22 aout 2017

C’est là, dans l’étreinte de la forêt vierge, qu’il souhaitait vivre à jamais. Il avait atteint l’endroit où toute sa réalité encore non vécue l’attendait.

« Ça ne me fait pas peur »

(Hella S. Haasse, Les seigneurs du thé)

 

***

 

Toute mon épaule gauche a peur. Elle se retient à un poteau de téléphone, ne voyant pas que dans l’étreinte de la forêt vierge, il y aura des troncs auxquels s’agripper, sur lesquels même se propulser pour avancer plus vite lorsqu’elle en aura envie. Mais aussi, surtout, pour se ralentir et prendre le temps de jouer, de tisser un jeu de ficelle qui lui servira de hamac, d’abribus, de bibliothèque.

Toute mon épaule gauche, c’est l’étui de mon cœur. Et s’il bat, ce cœur, c’est pour attraper toute sa réalité encore non vécue, et l’enserrer d’un lasso. Mais il n’y arrivera pas s’il souhaite vivre à jamais. Il restera plutôt, dans une épaule dans une forêt, une image qui reviendra même si les années passent.

 

(Extrait sur la photo d’un poème de Claudia Hernandez de Valle-Arizpe paru dans Exit no 83, trad. Ana Cristina Zuniga.)

22 juillet 2017

C’est là, dans l’étreinte de la forêt vierge, qu’il souhaitait vivre à jamais. Il avait atteint l’endroit où toute sa réalité encore non vécue l’attendait.

« Ça ne me fait pas peur »

(Hella S. Haasse, Les seigneurs du thé)

 

***

 

J’ai atteint cet endroit. En fait j’ai les deux pieds imprimés dans le béton de ma forêt vierge, près de sa lisière – de sortie ou d’entrée? Parfois, ce qui demande le plus d’énergie n’est pas d’aller loin, mais de faire demi-tour.
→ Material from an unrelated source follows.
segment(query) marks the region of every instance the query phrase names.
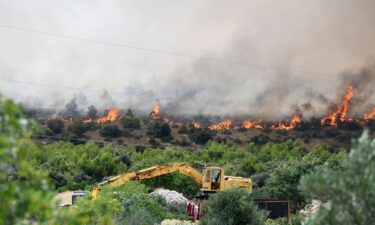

Lorsque je trouve comment m’élever un peu de terre pour que mes sandales ne touchent qu’à la couche supérieure du ciment ou de l’asphalte, celle qui reste molle malgré tout, j’arrive à pivoter malléablement.

Et alors je vois, dans toute sa solidité, ma réalité vécue dans les dernières semaines, dans les derniers mois. D’une canne de peinture verte, neutre comme l’espoir, je bidouille par-dessus les graffitis qui ornent mes murs : je change vers en univers, je tague mon nom comme un appel, je me retourne quelques instants trop tard après que tu t’es retourné. Je te manque. Mais l’avenir ne manque pas.